Working Papers

  • Ambiguity and the Cross Section of Stock Returns (with M. G. Cevheroğlu-Açar)
    We examine the effect of ambiguity exposure on the cross-section of stock returns in the US equity market. In order to quantify ambiguity, we use a recently-developed methodology that measures ambiguity by perturbations in uncertain probabilities, and aversion to ambiguity by aversion to mean-preserving spreads in these probabilities. We find that there is a left-skewed U-shape association between ambiguity exposure and expected returns. More specifically, results show that expected returns increase as absolute ambiguity exposure increases but the absolute effect of the positive exposure is larger than the absolute effect of negative exposure. U-shape trend is essentially the same when controlling for widely known cross-sectional predictors, other ambiguity proxies, different holding and formation periods, and different states of the economy and financial markets. Overall, our results provide substantial empirical evidence that indicates that ambiguity is priced in stock returns. Further tests show that fundamental features like cash flow variance, intangible returns, ad expenses among others might be the channel of influence shaping the stock returns' idiosyncratic ambiguity, hence their relationship with the uncertainty in the market.
     
  • Index Futures Mispricing and Ambiguity (with H. Bahcivan)
    Present paper empirically unveils the effect of having multiple priors on mispricing in the market where mean-variance optimization and Bayesian approach do not have any say. We show that the level of mispricing in S&P500 E-Mini futures contracts is also linked to the degree of prevailing market ambiguity. Crucial findings are in order. First, our study unearths how different levels of Knightian uncertainty impact the direction and level of mispricing in US futures markets. Second, profound analysis reveals asymmetric outlook for episodes of market euphoria and unrest. Third, we identify the primary channels through which the ambiguity permeates the market.
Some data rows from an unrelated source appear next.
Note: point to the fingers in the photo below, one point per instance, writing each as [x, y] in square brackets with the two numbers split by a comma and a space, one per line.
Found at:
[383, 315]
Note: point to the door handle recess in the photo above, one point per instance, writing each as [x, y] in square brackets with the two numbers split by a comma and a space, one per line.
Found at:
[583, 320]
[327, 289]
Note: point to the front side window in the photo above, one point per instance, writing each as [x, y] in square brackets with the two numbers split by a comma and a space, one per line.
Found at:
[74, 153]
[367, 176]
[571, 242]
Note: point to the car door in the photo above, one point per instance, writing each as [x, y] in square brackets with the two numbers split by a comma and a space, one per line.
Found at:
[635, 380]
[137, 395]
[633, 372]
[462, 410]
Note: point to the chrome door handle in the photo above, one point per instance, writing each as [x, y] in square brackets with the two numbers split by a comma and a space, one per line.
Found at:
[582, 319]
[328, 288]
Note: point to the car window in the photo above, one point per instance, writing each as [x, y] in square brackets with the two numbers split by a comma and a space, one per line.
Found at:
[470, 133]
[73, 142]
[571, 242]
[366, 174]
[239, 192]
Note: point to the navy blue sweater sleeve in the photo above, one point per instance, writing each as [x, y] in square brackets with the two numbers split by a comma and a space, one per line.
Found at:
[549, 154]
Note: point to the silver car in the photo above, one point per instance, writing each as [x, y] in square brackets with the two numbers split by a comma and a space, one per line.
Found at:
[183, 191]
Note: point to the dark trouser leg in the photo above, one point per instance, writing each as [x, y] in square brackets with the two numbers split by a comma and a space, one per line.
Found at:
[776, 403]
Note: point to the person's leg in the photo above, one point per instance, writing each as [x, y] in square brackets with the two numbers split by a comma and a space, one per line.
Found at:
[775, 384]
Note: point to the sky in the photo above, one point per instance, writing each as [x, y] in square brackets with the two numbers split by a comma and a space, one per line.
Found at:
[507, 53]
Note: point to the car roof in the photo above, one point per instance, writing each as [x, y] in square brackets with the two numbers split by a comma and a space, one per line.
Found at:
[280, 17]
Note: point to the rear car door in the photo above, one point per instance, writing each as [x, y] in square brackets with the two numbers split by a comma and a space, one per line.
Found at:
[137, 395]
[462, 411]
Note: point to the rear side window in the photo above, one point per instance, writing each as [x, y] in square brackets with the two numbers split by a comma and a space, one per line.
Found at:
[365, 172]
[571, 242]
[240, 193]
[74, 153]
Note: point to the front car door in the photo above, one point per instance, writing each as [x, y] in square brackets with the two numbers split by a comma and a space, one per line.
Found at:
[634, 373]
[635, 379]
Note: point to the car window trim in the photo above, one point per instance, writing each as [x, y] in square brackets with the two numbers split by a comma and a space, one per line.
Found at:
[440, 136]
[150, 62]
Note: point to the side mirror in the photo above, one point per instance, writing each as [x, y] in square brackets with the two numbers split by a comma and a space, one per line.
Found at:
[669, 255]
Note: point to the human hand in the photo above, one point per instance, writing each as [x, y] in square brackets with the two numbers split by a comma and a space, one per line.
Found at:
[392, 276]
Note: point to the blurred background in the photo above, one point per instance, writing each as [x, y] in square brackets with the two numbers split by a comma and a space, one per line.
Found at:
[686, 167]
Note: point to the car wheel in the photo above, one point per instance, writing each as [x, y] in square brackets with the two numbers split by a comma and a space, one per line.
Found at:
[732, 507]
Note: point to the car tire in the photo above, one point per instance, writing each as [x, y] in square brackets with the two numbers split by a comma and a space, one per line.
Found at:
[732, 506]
Findings are robust to different ambiguity measurement techniques. Extant literature on marred prospects and market implications rests heavily on experimental data. This study expands thin ambiguity literature utilizing real market data.
     
  • Investigation of the Trade Durations with Autoregressive Conditional Duration Model: Evidence from Borsa Istanbul (with Ü. A. Baran)
    This paper investigates duration dynamics in Borsa  ̇Istanbul (BIST) stock exchange via Autoregressive Conditional Duration (ACD) model applied on time observed between consecutive trades. Investigation of a suitable error term specification reveals that Weibull ACD (WACD) model is the most appropriate choice of distribution. Applying WACD model on ten most widely traded stocks in the market documents cross sectional differences in the trade duration dynamics, where the level of duration clustering differs even among the most liquid stocks in the market. The duration dynamics in Borsa  ̇Istanbul are shown to be closer to developing market examples in market microstructure and intraday liquidity rather than the developed market ones.